Am I missing something? It seems this patch is incomplete. If some of these
missed SEAMCALLs don't dirty a cacheline, then the justification that it works
by just covering all seamcalls needs to be updated.

Side topic. Do all the SEAMCALL wrappers calling into the seamcall_*() variety
of wrappers need the entropy retry logic?
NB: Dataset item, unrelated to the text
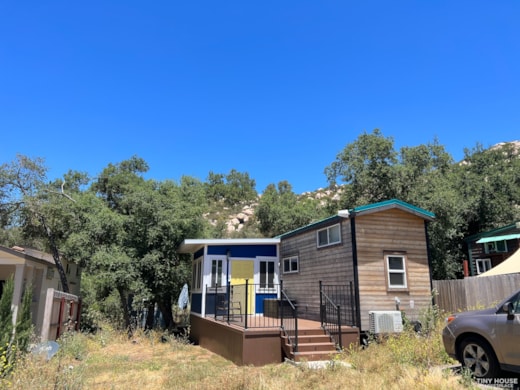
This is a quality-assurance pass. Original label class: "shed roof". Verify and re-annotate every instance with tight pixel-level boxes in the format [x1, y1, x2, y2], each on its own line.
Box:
[0, 245, 56, 266]
[465, 221, 520, 243]
[476, 233, 520, 244]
I think no, and some callers actually
depend on it not happening.

> +	u64 ret;
> +
> +	preempt_disable();
> +
> +	/*
> +	 * SEAMCALLs are made to the TDX module and can generate dirty
> +	 * cachelines of TDX private memory.  Mark cache state incoherent
> +	 * so that the cache can be flushed during kexec.
> +	 *
> +	 * This needs to be done before actually making the SEAMCALL,
> +	 * because kexec-ing CPU could send NMI to stop remote CPUs,
> +	 * in which case even disabling IRQ won't help here.
> +	 */
> +	this_cpu_write(cache_state_incoherent, true);
> +
> +	ret = func(fn, args);
> +
> +	preempt_enable();
> +
> +	return ret;
> +}
> +
>  static __always_inline u64 sc_retry(sc_func_t func, u64 fn,
>  			   struct tdx_module_args *args)
>  {
> @@ -113,7 +140,7 @@ static __always_inline u64 sc_retry(sc_func_t func, u64 fn,
>  	u64 ret;
>  
>  	do {
> -		ret = func(fn, args);
> +		ret = do_seamcall(func, fn, args);
>  	} while (ret == TDX_RND_NO_ENTROPY && --retry);
>  
>  	return ret;